L’année dernière le ministère de la justice avait sollicité un rapport sur la réserve héréditaire. Souvenez vous, il s’agissait alors de réagir à la tentation de certains membres du gouvernement d’aménager le code civil au profit des grandes fortunes de notre pays qui se plaignaient d’être plafonnées dans leur générosité par les notions de réserve héréditaire et de quotité disponible. Nous vous avions présenté le contexte de ce rapport dans cet article « Une réforme des successions et de la réserve héréditaire semble se confirmer ». 
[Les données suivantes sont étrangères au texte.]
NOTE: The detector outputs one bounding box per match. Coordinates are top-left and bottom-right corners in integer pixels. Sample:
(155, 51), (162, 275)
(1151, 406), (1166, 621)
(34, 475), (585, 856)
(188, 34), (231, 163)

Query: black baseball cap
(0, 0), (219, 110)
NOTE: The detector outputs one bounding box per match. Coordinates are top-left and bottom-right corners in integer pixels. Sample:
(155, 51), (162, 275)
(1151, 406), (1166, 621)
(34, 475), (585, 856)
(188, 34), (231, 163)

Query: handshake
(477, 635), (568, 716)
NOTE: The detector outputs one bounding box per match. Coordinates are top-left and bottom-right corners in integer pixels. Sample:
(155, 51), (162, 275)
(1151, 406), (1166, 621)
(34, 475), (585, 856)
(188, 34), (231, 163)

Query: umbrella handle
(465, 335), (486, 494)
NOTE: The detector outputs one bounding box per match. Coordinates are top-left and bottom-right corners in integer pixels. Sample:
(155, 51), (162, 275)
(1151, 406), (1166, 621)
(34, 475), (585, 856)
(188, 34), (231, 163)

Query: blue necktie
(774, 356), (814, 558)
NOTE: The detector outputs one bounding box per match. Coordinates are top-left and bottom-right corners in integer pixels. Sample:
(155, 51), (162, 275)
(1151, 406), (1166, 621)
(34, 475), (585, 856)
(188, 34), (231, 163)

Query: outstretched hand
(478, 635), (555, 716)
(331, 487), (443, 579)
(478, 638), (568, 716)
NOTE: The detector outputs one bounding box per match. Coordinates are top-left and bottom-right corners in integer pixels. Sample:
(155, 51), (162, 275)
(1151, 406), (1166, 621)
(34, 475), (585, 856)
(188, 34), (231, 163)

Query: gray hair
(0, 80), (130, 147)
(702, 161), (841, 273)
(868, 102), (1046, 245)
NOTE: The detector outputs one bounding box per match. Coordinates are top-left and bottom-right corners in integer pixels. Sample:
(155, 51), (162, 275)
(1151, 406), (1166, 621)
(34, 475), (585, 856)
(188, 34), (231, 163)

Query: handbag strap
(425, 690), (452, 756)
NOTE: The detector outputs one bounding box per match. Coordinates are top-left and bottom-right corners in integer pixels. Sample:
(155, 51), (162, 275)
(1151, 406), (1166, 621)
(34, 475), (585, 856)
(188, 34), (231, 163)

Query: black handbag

Le rapport vient d’être remis au ministère de la justice. Le sujet est passionnant et le rapport d’une grande qualité : Rapport du groupe de travail sur la réserve héréditaire.

 

4 propositions ont particulièrement attirées notre attention :

-1- Une modification des modes de calcul de la réserve et de la quotité disponible en instaurant un montant minimum de la quotité disponible de 1/3 contre 1/4 actuellement en présence de 3 enfants et plus. Le rapport propose la réserve héréditaire suivante : 

    • 1/2 en présence d’un enfant ; 1/2 de quotité disponible en présence d’un enfant ;
    • 2/3 en présence de deux enfants et plus ; 1/3 de quotité disponible en présence de deux enfants et plus ;

-2- La remise en cause du caractère hors succession de l’assurance-vie pour le calcul de la réserve et de la quotité disponible et plus globalement pour tous les aspects civils de la succession ; Le présent rapport ne préconise pas une remise en cause de la fiscalité dérogatoire de l’assurance-vie. 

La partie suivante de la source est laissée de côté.